Memory problems with SpamAssassin

If you are seeing mailserver meltdowns due to load imposed by SpamAssassin, here's a checklist of items you should run through.

Heavyweight custom rules

You should also avoid using very large custom rules files. The larger custom rules files available from the SA community can double or triple your memory usage.

In particular, the following CustomRulesets will kill your server:

  • blacklist.cf (aka. sa-blacklist.cf)
  • blacklist-uri.cf (aka. sa-blacklist-uri.cf)
  • bigevil.cf

They have been deprecated years ago, and should not be used.

Try running without custom rulesets, measure memory usage, and re-add them gradually. By doing this you can determine which rulesets are worth the memory/accuracy trade-off. Note also that old rulesets probably won't catch any spam anymore, so you may be adding load for no good reason. Only use rulesets that are current and updated.

Spamd

If you have enough load to run into memory problems, and you're not using spamd, MailScanner, Amavisd-new, Mimedefang or another system that keeps the Mail::SpamAssassin modules loaded persistently, then that should be your first priority.

The overhead of starting the perl interpreter, compiling the code, compiling the SpamAssassin ruleset, and so on is quite high; spamd was designed to get around that problem. It greatly reduces the per-message scan time.

Simultaneous scans

If you're using spamassassin to filter all mail on your domain, you will run out of memory, unless you impose a limit on simultaneous scans.

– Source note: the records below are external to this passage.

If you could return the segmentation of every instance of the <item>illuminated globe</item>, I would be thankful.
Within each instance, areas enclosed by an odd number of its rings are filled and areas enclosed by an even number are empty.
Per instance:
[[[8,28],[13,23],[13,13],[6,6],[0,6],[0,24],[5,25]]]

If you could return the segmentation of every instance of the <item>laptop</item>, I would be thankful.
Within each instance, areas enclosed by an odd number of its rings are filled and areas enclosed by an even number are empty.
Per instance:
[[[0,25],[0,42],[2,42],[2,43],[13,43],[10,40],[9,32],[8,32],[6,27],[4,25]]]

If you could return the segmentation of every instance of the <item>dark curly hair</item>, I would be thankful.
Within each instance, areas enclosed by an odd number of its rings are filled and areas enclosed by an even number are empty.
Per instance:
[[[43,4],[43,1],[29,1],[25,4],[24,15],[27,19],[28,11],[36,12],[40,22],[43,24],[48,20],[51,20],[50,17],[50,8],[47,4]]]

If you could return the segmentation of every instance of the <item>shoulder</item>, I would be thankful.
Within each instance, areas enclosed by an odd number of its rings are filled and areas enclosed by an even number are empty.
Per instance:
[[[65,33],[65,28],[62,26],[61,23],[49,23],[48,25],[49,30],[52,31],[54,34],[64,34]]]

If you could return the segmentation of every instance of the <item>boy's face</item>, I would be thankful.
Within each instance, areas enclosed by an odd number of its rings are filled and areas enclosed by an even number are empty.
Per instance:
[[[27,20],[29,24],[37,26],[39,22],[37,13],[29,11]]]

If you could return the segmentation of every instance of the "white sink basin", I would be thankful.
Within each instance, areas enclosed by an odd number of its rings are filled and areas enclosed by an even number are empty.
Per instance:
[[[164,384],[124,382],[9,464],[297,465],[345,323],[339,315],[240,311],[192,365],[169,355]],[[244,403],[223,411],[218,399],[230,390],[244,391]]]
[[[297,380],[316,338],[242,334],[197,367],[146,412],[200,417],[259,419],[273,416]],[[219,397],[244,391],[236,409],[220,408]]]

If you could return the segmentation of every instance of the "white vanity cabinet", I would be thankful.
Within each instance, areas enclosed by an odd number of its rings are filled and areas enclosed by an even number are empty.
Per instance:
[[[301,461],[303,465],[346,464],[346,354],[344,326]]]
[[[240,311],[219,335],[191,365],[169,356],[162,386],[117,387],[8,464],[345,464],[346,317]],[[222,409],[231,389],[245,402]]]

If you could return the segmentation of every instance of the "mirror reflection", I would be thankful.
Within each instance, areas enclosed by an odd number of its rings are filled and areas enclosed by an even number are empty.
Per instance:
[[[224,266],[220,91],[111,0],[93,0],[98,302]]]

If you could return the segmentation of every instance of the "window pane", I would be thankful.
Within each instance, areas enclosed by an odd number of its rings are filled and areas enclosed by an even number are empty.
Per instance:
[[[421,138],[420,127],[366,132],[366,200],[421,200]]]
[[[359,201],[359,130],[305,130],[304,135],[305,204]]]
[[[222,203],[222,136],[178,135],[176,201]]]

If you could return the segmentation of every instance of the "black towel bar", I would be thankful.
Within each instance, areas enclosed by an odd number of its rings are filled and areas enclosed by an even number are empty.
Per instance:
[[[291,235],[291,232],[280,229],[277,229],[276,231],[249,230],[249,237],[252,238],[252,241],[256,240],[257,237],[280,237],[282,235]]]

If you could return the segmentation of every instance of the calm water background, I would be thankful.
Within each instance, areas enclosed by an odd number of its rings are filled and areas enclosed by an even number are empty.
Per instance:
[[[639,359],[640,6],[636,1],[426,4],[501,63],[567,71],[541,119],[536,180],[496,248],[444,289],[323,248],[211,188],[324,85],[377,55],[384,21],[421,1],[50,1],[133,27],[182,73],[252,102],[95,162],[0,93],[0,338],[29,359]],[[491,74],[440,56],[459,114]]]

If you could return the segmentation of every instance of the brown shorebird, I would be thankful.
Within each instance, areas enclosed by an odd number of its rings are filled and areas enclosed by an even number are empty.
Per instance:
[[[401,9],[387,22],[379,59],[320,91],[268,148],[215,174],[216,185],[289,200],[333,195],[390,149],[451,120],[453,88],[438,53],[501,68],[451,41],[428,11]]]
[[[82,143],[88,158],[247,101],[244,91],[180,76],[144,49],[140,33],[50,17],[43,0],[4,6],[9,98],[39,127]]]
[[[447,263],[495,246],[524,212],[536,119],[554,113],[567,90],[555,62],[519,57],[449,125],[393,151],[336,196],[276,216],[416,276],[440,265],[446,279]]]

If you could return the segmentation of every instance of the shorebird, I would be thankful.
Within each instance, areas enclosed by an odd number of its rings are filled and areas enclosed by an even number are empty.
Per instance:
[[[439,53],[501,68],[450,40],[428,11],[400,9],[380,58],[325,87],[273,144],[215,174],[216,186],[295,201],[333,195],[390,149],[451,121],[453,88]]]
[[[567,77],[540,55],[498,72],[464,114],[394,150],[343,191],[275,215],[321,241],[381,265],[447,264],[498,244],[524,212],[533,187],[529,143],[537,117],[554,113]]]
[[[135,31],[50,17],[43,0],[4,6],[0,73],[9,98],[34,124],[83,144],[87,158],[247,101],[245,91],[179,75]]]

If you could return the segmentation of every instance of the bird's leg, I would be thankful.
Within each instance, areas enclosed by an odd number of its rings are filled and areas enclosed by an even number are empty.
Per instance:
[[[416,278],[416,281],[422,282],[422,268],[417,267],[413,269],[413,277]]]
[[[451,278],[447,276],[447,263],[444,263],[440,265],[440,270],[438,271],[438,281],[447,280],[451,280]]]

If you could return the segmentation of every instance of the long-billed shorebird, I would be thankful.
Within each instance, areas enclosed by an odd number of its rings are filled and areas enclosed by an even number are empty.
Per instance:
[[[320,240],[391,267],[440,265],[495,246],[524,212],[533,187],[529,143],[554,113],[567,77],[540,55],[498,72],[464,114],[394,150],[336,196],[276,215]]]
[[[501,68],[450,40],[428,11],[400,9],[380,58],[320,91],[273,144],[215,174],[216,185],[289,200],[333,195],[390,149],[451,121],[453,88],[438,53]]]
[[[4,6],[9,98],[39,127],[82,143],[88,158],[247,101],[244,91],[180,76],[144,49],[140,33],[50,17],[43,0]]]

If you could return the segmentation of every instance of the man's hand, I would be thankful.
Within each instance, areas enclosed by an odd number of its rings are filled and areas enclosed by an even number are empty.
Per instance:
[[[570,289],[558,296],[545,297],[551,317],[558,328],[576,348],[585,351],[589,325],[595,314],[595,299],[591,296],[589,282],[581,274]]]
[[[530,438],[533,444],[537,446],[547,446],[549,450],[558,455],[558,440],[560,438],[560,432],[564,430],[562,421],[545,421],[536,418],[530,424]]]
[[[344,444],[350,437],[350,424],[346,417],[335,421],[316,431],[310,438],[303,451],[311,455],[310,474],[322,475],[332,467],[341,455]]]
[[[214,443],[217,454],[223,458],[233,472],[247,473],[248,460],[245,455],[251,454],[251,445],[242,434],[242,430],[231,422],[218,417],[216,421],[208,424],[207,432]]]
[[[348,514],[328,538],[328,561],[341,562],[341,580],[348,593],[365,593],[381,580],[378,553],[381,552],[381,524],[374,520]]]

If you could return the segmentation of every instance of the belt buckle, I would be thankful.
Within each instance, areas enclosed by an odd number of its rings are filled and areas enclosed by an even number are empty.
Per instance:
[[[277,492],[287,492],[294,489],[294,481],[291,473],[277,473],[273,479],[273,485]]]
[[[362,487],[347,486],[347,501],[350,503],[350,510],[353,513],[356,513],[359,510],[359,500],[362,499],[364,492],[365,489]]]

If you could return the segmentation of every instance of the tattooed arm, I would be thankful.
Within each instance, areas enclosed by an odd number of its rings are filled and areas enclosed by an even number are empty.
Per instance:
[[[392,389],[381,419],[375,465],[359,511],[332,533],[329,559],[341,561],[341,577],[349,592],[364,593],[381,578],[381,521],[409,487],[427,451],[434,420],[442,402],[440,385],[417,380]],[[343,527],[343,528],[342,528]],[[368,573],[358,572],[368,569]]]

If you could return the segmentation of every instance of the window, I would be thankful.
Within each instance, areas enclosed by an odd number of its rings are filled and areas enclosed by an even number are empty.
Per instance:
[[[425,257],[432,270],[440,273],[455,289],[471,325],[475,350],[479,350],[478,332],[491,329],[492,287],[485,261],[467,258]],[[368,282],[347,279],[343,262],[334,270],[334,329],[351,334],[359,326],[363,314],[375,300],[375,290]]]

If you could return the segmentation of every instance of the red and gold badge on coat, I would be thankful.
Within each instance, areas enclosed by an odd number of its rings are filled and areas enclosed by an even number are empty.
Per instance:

Many MTAs (mail transfer agents) will allow unlimited simultaneous deliveries to local mail accounts. If you then start a process to handle each of those deliveries – as you will if you insert SpamAssassin into the delivery process – those processes will chew up RAM and bog down the system.

Many spammers do not impose any kind of rate-throttling on their sending side; they just want to send as much spam as quickly as possible. If the receiving system breaks, that's not their problem.

SpamAssassin is quite a heavyweight filter, so it's more likely to happen with SA running; but would probably happen with any filter if you're not careful.

To avoid this, you should (a) use "spamd", which is more suited for heavy use than the "spamassassin" script, and (b) impose a limit on concurrent "spamd" processes using the "-m" switch.

Finally, if you are using an MTA like Postfix that allows control over how many concurrent local deliveries to allow, set that to a sane number; for example, Postfix allows you to specify a limit of 5 local deliveries at once by adding this line to "main.cf":

   local_destination_concurrency_limit = 5

This helps throttle down the load further upstream, and is very beneficial.

In extremis, if you're using procmail, you can set it to scan just one mail at a time using this stanza in the procmailrc:

  :0fw: spamassassin.lock
  * < 512000
  | spamc

Very large mails

Spamassassin will attempt to scan anything you throw at it. However, the time taken to scan messages and memory usage rise with the message size. The best way to deal with this problem is to limit the size of messages that get scanned by SpamAssassin. Tests show that larger messages are overwhelmingly likely to be non-spam, given the economics of spamming.

For procmail, the following recipe works:

  :0fw
  * < 512000
  | spamc

(The "* < 512000" line prevents messages over 512kB from being passed to SpamAssassin.)

If you're using spamd, you should be aware that spamc will only pass messages under 512kB in size to spamd by default. This is a built-in limit that you can override using the "-s" option on the command-line. Refer to the spamc man page for more details.

Starting with SpamAssassin 3.4.3, it is much more safe to scan larger messages. New body_part_scan_size/rawbody_part_scan_size options limit scanned data size so CPU usage won't be affected much. In 2019, spam up to 5MB in size has been seen, so it is recommended to use a large limit. Note that larger messages use much more memory per children, parsing a 5MB message can currently use 200MB memory, and 20MB message over 600MB, so keep the limit sane.

Network tests

If your scan times are very high (greater than 10 seconds per message) and you have network tests enabled, there's a good chance you're running into latency issues caused by network slowness, as described in NetworkTestsLatency.

Ensure you are running a local caching DNS server on the mailserver itself. This greatly improves latency of DNS requests, which SpamAssassin uses heavily.

Consider turning off Razor, Pyzor, or DCC, if you have those enabled. They can be very slow at times, and will typically increase latency by a second or two in the best case. Note that these limitations are removed starting from SpamAssassin 4.0, which has razor_fork, pyzor_fork options for asynchronous operation, and also using dccifd will be asynchronous.

AWL

If you're doing the above and still running out of memory intermittently, check the size of your AWL databases. Version 3.0.3 fixes an AWL specific bug that can cause memory bloat from large AWL db files.

You can also use the --clean switch of the tools/check_whitelist utility to remove entries with < n hits, providing a way to clean out the db. This should resolve this specific problem.